The IPO numbers are done. SpaceX raised $75 billion on Nasdaq on June 12, surpassing Saudi Aramco’s 2019 record and pricing at $135 per share. Shares reportedly opened at $150 and closed at $160.95 according to market reports, pushing the company’s market capitalization to approximately $2.1 trillion. Three briefs in this hub covered that story as it happened. This one covers what the money is for.
The use-of-proceeds section of SpaceX’s S-1 filing with the SEC describes “deployment of in-orbit AI compute infrastructure” as a direct application of IPO proceeds. That’s not a roadmap slide. It’s a disclosure document. The difference matters: S-1 language is reviewed by underwriters and the SEC. SpaceX committed, in writing, to building AI compute infrastructure in orbit.
Secondary reporting adds context the S-1 excerpt doesn’t fully confirm, specifically, a solar-powered architecture for the orbital data centers. The full S-1 text should be reviewed before treating that framing as settled. What is settled, per the filing: SpaceX is building in-orbit AI compute, and the $75B is partly how it gets funded.
The real story is what that compute layer actually means structurally. Terrestrial AI data centers face three constraints: power grid availability, physical land permitting, and jurisdiction. Orbital infrastructure sidesteps all three. It also introduces its own constraints – latency, deployment cost, regulatory oversight from the FCC and ITU, but the energy and permitting problems that have slowed terrestrial data center builds don’t apply the same way.
BlackRock reportedly placed an anchor order of at least $5 billion, according to Bloomberg reporting cited by financial media. That’s a signal about institutional conviction, not just SpaceX’s story. When the world’s largest asset manager anchors an IPO at that scale, it’s telling other allocators something about how it’s categorizing this asset: not aerospace, not defense, not tourism. Infrastructure.
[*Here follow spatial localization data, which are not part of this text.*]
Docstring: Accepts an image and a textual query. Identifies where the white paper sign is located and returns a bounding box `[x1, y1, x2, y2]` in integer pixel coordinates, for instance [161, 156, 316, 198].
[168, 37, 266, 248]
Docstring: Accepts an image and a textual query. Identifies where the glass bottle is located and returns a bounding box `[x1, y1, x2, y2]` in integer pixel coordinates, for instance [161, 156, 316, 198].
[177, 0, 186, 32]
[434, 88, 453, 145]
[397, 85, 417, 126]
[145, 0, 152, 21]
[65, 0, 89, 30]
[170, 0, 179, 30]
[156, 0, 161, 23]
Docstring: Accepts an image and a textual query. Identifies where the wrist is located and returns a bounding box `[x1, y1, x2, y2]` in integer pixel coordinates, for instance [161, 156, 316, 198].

This is the third major AI infrastructure capital event in roughly 30 days. Oracle raised $40 billion. Apollo and Blackstone committed $35 billion in private credit toward AI infrastructure. The UK government announced a £6 billion package. SpaceX’s $75B is larger than all three combined. And it’s the only one pointing infrastructure investment off the ground.
Watch the FCC and ITU licensing timeline. SpaceX’s in-orbit compute thesis depends on spectrum allocation and satellite operation approvals that don’t follow the same clock as a data center build permit. Sovereign blockage of Starlink connectivity in key markets is the scenario that most directly undermines the infrastructure thesis, that risk isn’t theoretical, and it isn’t in the S-1 in reassuring terms.
The question IPO investors largely haven’t asked yet: what happens to the AI infrastructure thesis if the orbital layer faces regulatory fragmentation by jurisdiction? The terrestrial data center model has a 40-year playbook for that problem. In-orbit compute doesn’t. Watch for analyst coverage that engages this question specifically, it’ll separate investors who bought the record from investors who read the filing.